« L’étai s’est cassé mardi matin. Heureusement le mât n’est pas tombé, j’ai réussi à le sécuriser avec des drisses et à naviguer presque normalement depuis. » Gildas Morvan avait jusqu’ici tenu secrète cette information essentielle : en tête de la transat Bénodet-Martinique, il ne souhaitait pas révéler cette information à ses concurrents. Au passage, le skipper de Cercle Vert, tenant du titre, tient très bien son rang au Nord, malgré cette importante avarie. Car s’il est passé de la première à la huitième place ces dernières 48 heures, ce n’est pas dû à un manque de vitesse mais simplement parce que les partisans de l’option Sud ont pris les devants. Probablement momentanément d’ailleurs car les Nordistes devraient de nouveau avoir l’avantage ce week-end, dans un de ces classiques coups d’élastique.

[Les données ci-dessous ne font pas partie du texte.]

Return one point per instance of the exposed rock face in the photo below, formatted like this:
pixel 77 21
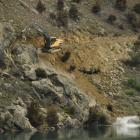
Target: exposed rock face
pixel 14 117
pixel 6 36
pixel 60 90
pixel 25 54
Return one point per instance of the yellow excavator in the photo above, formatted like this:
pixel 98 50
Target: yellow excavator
pixel 50 44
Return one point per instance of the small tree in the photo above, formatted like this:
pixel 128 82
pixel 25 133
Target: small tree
pixel 60 5
pixel 62 18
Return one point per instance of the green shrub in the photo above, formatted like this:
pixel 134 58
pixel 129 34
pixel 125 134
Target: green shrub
pixel 52 117
pixel 137 8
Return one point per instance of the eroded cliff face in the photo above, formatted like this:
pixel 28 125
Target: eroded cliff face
pixel 36 96
pixel 40 91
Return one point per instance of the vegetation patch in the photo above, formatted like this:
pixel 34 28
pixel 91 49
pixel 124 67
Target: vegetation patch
pixel 35 116
pixel 69 110
pixel 137 8
pixel 121 4
pixel 40 73
pixel 52 117
pixel 134 83
pixel 74 13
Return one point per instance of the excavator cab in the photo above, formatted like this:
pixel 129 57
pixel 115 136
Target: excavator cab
pixel 45 41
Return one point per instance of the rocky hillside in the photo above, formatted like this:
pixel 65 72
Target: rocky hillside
pixel 91 81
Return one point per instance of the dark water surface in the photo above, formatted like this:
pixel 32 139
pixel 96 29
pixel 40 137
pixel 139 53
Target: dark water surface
pixel 98 133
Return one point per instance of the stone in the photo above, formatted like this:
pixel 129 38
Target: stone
pixel 6 37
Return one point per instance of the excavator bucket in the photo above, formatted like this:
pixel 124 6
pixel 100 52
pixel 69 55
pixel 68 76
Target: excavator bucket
pixel 57 44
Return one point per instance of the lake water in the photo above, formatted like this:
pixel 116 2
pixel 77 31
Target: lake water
pixel 126 128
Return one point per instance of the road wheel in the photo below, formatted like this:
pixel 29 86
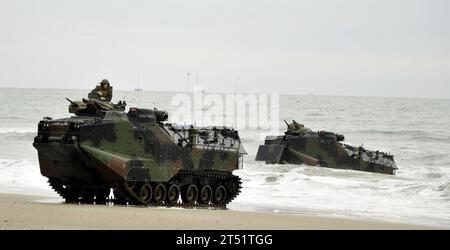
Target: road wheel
pixel 220 195
pixel 190 194
pixel 160 193
pixel 205 195
pixel 173 194
pixel 145 193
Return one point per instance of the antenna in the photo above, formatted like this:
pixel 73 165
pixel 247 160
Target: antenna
pixel 137 88
pixel 236 84
pixel 187 82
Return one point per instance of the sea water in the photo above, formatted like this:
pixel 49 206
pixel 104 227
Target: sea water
pixel 415 131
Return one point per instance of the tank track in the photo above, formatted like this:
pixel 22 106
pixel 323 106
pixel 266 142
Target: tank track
pixel 183 178
pixel 128 192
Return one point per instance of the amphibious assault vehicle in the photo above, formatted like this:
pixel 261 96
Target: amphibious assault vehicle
pixel 300 145
pixel 138 155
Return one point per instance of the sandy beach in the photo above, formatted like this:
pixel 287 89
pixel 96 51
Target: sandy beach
pixel 29 212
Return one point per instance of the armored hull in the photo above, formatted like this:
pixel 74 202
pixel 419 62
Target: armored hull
pixel 138 155
pixel 326 149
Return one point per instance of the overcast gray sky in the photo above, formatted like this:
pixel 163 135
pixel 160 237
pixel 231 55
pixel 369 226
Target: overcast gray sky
pixel 352 47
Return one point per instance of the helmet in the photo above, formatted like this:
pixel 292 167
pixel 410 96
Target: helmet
pixel 103 82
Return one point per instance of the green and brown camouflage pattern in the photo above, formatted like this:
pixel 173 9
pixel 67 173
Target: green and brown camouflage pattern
pixel 300 145
pixel 103 147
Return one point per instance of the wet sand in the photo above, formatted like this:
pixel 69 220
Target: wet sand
pixel 29 212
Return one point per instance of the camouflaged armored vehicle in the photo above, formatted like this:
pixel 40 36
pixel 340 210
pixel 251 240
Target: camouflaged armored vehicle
pixel 141 157
pixel 300 145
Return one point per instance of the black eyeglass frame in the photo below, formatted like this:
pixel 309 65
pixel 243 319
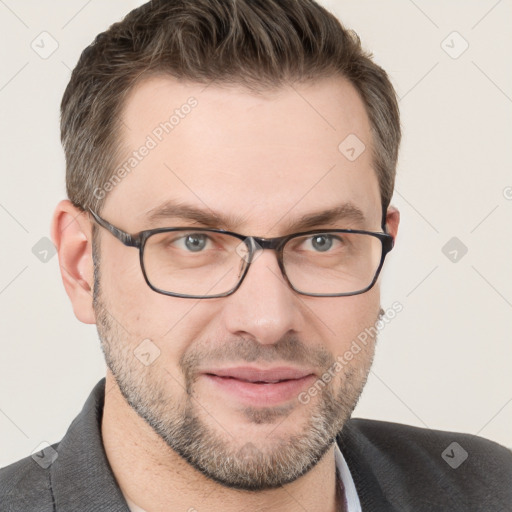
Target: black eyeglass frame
pixel 277 244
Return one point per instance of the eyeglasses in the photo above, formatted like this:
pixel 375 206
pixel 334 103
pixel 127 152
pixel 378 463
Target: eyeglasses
pixel 200 263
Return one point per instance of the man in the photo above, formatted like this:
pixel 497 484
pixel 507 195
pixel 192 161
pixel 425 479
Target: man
pixel 230 166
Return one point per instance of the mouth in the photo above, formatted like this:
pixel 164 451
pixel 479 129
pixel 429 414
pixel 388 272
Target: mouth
pixel 258 386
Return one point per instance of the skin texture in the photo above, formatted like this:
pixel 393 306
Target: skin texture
pixel 172 437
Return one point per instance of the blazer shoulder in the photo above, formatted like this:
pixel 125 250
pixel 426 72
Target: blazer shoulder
pixel 387 433
pixel 26 486
pixel 480 458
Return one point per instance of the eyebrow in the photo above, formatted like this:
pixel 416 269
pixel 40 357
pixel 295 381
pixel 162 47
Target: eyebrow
pixel 206 217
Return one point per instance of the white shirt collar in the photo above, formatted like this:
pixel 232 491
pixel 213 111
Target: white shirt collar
pixel 351 497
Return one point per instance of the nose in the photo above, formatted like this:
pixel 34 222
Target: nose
pixel 264 307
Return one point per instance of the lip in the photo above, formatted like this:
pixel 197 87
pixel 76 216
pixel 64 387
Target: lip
pixel 260 386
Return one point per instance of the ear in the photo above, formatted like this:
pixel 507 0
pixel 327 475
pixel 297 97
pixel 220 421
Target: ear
pixel 72 235
pixel 392 221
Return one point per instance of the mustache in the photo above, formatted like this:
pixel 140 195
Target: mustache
pixel 290 348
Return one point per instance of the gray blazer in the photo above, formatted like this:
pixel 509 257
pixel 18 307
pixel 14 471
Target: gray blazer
pixel 395 468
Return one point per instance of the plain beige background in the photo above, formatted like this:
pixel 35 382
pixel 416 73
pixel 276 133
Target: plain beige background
pixel 444 362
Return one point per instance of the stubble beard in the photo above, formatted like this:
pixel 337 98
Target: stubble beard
pixel 206 446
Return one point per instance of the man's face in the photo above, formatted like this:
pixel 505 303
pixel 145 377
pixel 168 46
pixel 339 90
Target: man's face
pixel 264 162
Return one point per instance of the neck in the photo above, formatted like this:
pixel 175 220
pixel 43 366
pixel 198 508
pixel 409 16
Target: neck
pixel 154 476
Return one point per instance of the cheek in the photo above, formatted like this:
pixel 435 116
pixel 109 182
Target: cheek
pixel 342 319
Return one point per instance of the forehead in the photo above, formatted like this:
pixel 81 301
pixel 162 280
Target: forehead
pixel 263 159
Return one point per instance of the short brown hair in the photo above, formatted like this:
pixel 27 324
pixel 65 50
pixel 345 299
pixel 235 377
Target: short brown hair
pixel 260 44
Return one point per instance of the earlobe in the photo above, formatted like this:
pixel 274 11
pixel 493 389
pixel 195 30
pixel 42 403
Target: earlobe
pixel 72 236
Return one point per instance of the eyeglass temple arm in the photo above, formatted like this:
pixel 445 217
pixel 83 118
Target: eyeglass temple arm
pixel 122 236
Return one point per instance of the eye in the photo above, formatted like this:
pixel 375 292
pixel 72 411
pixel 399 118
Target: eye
pixel 321 242
pixel 193 242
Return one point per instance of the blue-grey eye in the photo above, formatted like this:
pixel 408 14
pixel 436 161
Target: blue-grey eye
pixel 321 243
pixel 196 242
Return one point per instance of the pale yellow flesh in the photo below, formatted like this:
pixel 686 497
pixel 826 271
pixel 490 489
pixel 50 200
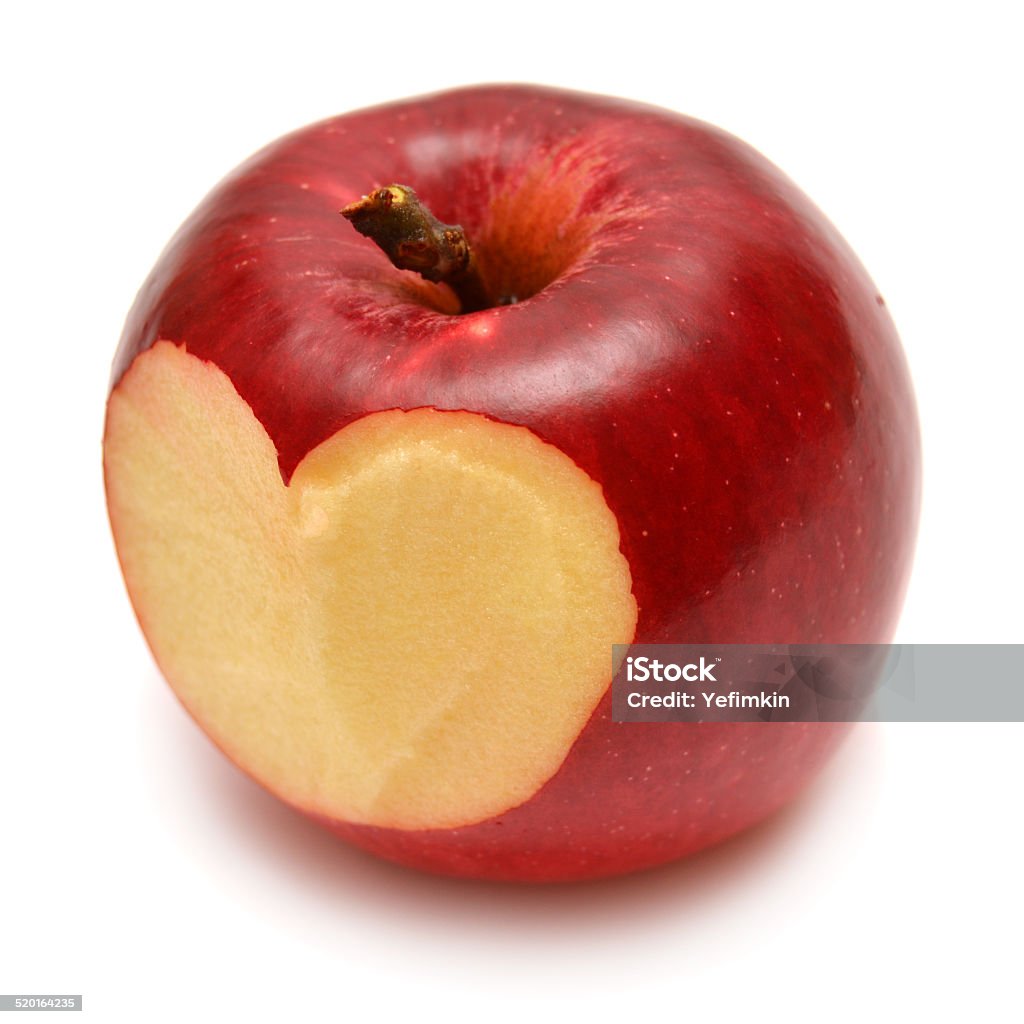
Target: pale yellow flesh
pixel 411 634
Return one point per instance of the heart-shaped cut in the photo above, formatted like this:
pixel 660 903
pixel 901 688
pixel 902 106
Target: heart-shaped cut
pixel 411 633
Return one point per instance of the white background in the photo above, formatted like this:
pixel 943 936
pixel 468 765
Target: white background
pixel 136 864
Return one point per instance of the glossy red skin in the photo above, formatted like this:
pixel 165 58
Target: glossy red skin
pixel 718 360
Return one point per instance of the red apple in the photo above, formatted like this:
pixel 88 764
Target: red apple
pixel 381 546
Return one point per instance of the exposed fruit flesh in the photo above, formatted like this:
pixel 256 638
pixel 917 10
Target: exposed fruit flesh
pixel 412 633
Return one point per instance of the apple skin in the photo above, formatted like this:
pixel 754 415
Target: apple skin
pixel 721 364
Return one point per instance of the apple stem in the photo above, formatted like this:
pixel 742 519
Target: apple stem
pixel 415 240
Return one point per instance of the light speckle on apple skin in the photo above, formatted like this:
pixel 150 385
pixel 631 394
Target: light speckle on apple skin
pixel 665 391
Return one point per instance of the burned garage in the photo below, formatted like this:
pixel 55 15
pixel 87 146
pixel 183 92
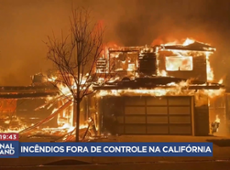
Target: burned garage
pixel 166 89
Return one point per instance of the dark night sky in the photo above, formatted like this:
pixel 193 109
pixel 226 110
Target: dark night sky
pixel 26 23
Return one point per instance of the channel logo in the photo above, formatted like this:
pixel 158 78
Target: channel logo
pixel 9 145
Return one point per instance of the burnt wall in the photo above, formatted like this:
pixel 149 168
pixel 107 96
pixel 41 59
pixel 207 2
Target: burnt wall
pixel 199 67
pixel 201 120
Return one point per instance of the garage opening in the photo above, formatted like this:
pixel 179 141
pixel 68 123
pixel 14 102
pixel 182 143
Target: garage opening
pixel 169 115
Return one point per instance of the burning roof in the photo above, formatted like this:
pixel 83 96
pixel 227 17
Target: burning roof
pixel 195 46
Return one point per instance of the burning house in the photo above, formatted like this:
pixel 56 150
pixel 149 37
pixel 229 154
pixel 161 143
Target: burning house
pixel 163 89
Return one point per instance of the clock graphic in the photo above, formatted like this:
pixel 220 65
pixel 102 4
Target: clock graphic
pixel 8 136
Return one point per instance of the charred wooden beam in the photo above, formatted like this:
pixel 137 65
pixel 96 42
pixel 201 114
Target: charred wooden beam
pixel 27 95
pixel 192 87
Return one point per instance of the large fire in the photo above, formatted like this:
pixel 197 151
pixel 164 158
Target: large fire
pixel 181 60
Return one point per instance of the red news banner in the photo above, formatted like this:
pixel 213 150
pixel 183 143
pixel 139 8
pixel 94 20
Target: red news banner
pixel 9 136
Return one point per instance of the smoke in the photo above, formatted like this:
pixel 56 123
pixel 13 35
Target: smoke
pixel 25 25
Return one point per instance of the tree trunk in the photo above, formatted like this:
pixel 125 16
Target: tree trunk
pixel 77 121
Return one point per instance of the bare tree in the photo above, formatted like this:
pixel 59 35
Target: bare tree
pixel 76 55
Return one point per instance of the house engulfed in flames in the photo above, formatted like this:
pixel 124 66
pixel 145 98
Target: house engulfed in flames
pixel 164 89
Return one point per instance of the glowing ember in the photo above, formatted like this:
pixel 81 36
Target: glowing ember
pixel 188 42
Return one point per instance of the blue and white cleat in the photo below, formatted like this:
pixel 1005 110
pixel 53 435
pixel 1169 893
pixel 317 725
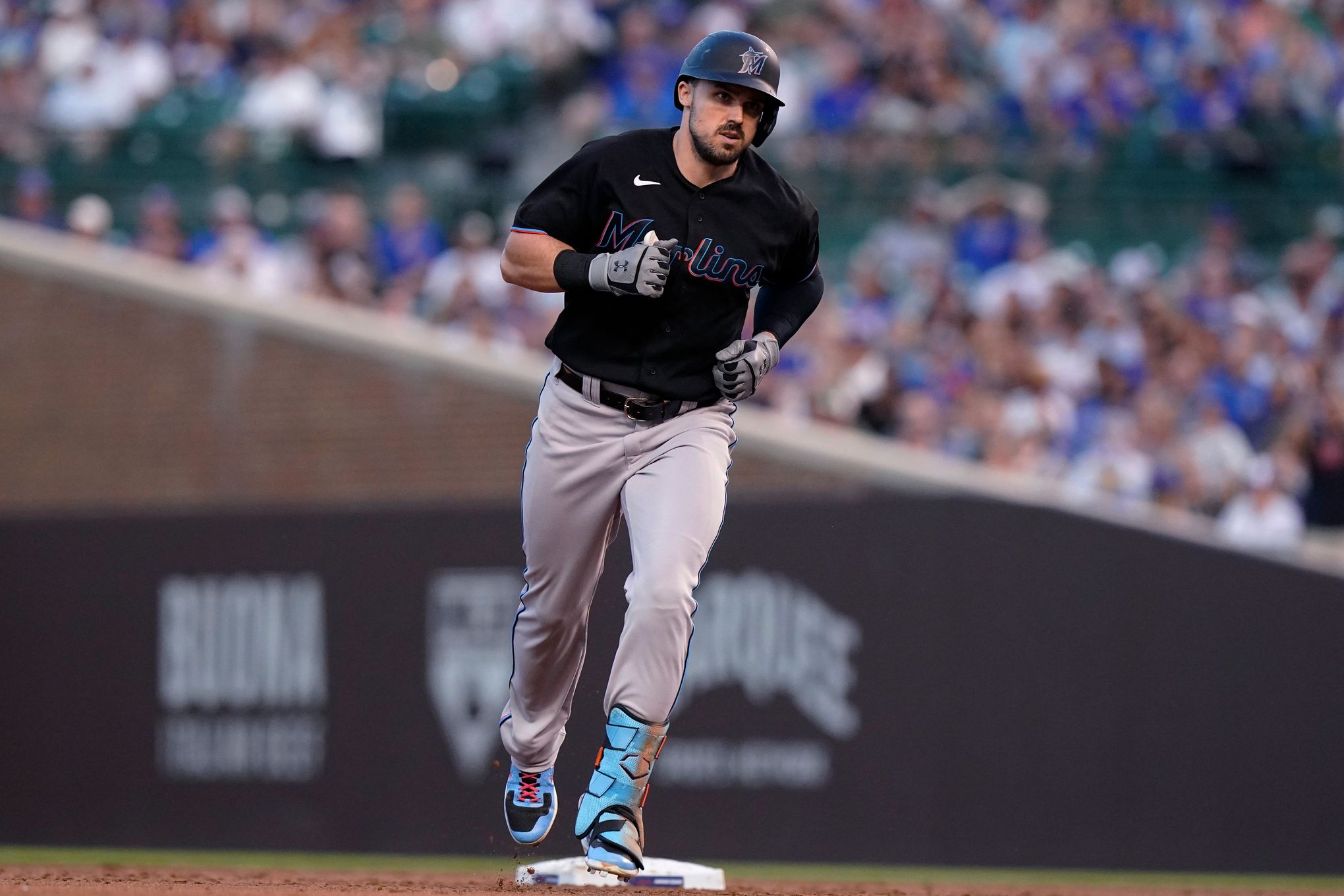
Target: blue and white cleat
pixel 611 820
pixel 530 805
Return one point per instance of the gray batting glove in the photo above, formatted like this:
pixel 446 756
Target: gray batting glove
pixel 744 363
pixel 639 270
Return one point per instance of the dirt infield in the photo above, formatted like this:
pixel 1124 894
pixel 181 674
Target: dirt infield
pixel 116 880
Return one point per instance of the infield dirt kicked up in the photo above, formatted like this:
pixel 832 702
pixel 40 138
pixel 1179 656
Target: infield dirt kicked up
pixel 129 880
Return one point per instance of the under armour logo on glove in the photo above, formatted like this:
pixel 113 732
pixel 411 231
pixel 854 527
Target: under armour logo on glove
pixel 742 364
pixel 636 270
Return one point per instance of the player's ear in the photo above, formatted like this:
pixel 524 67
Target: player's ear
pixel 685 89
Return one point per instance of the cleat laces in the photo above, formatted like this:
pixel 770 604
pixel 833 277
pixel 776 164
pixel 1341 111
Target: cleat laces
pixel 527 782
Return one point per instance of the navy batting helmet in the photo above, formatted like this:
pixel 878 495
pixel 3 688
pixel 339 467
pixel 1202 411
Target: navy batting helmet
pixel 737 58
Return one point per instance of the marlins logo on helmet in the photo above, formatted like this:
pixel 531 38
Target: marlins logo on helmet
pixel 752 62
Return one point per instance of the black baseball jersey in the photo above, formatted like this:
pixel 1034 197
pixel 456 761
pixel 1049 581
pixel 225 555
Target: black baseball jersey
pixel 753 227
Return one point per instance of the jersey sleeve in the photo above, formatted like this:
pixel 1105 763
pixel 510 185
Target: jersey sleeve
pixel 800 260
pixel 561 206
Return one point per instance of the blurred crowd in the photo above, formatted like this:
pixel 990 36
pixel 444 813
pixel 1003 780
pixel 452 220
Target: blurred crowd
pixel 979 77
pixel 1208 378
pixel 1208 382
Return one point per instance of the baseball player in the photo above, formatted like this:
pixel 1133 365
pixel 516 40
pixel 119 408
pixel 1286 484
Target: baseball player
pixel 656 238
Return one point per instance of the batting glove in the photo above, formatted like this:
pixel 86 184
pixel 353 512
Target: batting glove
pixel 744 363
pixel 639 270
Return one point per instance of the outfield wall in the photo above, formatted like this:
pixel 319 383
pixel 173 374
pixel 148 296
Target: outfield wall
pixel 895 679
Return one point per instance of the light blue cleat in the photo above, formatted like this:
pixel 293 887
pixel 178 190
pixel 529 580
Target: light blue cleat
pixel 530 804
pixel 611 820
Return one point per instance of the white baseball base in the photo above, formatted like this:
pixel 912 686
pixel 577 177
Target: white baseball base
pixel 658 872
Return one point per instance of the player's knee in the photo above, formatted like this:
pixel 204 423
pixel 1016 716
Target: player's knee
pixel 661 597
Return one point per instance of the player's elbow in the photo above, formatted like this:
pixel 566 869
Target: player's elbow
pixel 510 270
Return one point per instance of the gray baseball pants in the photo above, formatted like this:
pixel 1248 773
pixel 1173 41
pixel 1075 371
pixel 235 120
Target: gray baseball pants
pixel 588 465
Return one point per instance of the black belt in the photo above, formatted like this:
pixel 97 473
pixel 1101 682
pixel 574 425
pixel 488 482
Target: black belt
pixel 648 410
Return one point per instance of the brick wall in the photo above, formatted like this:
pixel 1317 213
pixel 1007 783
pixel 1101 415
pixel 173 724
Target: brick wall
pixel 116 403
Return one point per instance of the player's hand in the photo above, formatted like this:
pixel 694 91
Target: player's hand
pixel 637 270
pixel 744 363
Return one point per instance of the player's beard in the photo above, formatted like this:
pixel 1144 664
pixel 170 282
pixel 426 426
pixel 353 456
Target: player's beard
pixel 713 155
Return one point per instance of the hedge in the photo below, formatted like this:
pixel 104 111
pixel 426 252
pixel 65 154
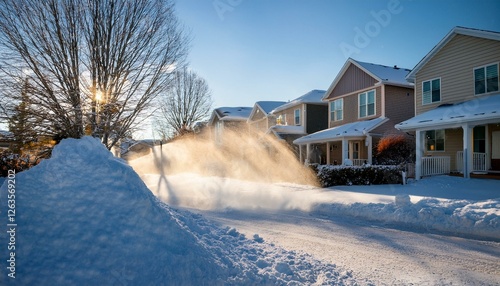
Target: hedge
pixel 329 175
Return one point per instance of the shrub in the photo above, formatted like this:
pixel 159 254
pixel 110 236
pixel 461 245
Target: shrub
pixel 329 175
pixel 395 149
pixel 13 161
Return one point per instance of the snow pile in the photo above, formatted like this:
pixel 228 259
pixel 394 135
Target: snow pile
pixel 459 217
pixel 85 217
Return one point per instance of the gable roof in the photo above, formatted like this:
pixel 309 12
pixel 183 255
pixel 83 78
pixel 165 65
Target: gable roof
pixel 265 107
pixel 353 129
pixel 455 31
pixel 383 74
pixel 230 114
pixel 481 109
pixel 315 96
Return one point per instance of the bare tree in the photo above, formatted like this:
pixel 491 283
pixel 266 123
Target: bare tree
pixel 95 66
pixel 188 101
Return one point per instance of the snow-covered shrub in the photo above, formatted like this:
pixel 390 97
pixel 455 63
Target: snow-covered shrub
pixel 395 149
pixel 12 161
pixel 329 175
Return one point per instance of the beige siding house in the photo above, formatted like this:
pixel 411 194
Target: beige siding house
pixel 304 115
pixel 457 105
pixel 228 118
pixel 365 102
pixel 261 118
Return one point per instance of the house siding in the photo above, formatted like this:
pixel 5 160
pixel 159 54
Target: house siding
pixel 353 79
pixel 454 64
pixel 351 110
pixel 317 118
pixel 398 107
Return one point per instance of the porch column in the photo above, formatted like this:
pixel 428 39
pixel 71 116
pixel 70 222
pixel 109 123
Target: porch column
pixel 468 164
pixel 301 158
pixel 308 150
pixel 345 150
pixel 328 153
pixel 369 143
pixel 418 152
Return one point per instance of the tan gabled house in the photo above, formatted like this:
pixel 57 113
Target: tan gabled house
pixel 365 101
pixel 457 105
pixel 261 118
pixel 228 118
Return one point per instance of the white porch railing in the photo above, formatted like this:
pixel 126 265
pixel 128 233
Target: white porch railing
pixel 359 162
pixel 478 162
pixel 438 165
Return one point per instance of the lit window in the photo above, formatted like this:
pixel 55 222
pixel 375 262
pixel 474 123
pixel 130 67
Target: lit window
pixel 336 110
pixel 434 140
pixel 431 91
pixel 367 104
pixel 297 116
pixel 486 79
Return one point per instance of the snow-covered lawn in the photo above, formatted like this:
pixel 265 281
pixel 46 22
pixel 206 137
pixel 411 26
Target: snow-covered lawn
pixel 465 207
pixel 85 217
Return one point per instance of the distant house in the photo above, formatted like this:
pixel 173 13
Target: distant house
pixel 457 105
pixel 232 118
pixel 364 102
pixel 6 138
pixel 301 116
pixel 261 118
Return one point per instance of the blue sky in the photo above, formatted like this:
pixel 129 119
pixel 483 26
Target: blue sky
pixel 251 50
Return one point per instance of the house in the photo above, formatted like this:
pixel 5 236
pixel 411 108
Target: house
pixel 261 118
pixel 304 115
pixel 365 101
pixel 228 118
pixel 457 105
pixel 6 139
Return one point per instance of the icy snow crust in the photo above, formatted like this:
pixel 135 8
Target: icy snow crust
pixel 84 217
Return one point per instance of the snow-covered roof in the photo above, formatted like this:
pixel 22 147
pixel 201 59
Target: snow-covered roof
pixel 265 106
pixel 231 114
pixel 481 109
pixel 268 106
pixel 5 134
pixel 313 97
pixel 386 74
pixel 287 129
pixel 383 74
pixel 354 129
pixel 455 31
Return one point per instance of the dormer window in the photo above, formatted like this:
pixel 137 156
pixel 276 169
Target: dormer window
pixel 297 116
pixel 431 91
pixel 486 79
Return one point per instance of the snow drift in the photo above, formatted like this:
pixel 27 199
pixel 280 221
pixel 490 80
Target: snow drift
pixel 85 217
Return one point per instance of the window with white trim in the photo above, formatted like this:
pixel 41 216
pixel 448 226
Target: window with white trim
pixel 434 140
pixel 337 110
pixel 367 103
pixel 431 91
pixel 486 79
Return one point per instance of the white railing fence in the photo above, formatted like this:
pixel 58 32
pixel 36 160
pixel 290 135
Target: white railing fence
pixel 359 162
pixel 478 162
pixel 437 165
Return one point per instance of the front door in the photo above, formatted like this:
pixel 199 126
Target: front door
pixel 495 150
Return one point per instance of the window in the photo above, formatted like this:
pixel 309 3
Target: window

A tel point que « les routes vont converger et la course peut-être prendre un nouveau départ à l’ouest des Açores », estime Gildas. Mais là-bas, on attend pour lundi un coup de vent « à 35-40 nœuds », via le passage d’une dépression très active.
S’arrêter… ou pas ?
Or, depuis la rupture de cette pièce essentielle du gréement, Gildas Morvan vit avec une épée de Damoclès au-dessus des épaules. « Dans la tête c’est dur, tu te dis que le mât peut tomber, qu’il ne faut faire aucune erreur. Et puis ça m’oblige à affaler dès que je dois faire un changement spi/génois. Bref, ce n’est pas très confortable. »
Gildas a réussi à bricoler un étai de secours en utilisant celui qui a lâché et qui pourrait être installé pour reprendre une fonction normale… à condition de pouvoir grimper au mât. Il a tenté cette périlleuse ascension à mains nues trois fois aujourd’hui vendredi, en vain. « C’est trop risqué, trop galère, je n’ai pas de prise, pas de moyen de m’assurer et avec la houle, je n’y arrive pas ».
Deux solutions sont envisagées par le skipper de Cercle Vert, qui a éliminé celle d’une escale technique dans un port des Açores en faisant venir son préparateur : « ce serait trop pénalisant en temps pour la suite de la course ». D’ici demain soir (samedi), Gildas Morvan décidera donc entre deux options : « ou bien je m’arrête sous le vent d’une des îles qui est sur ma trajectoire pour tenter de réparer seul… ou bien je décide de continuer comme ça ». Il y a des précédents : des concurrents ont réussi à traverser avec cette même avarie, mais il y a forcément un risque et si d’aventure on doit rencontrer des conditions qui obligent à naviguer au près, c’est quasiment mission impossible : on risque trop le démâtage et on ne peut pas tirer sur la machine. D’un autre côté, il est rare d’avoir beaucoup de près à faire dans cette traversée de l’Atlantique à cette époque et à cette latitude. Gildas Morvan décidera d’ici 24 heures. Affaire à suivre de (très) près, donc.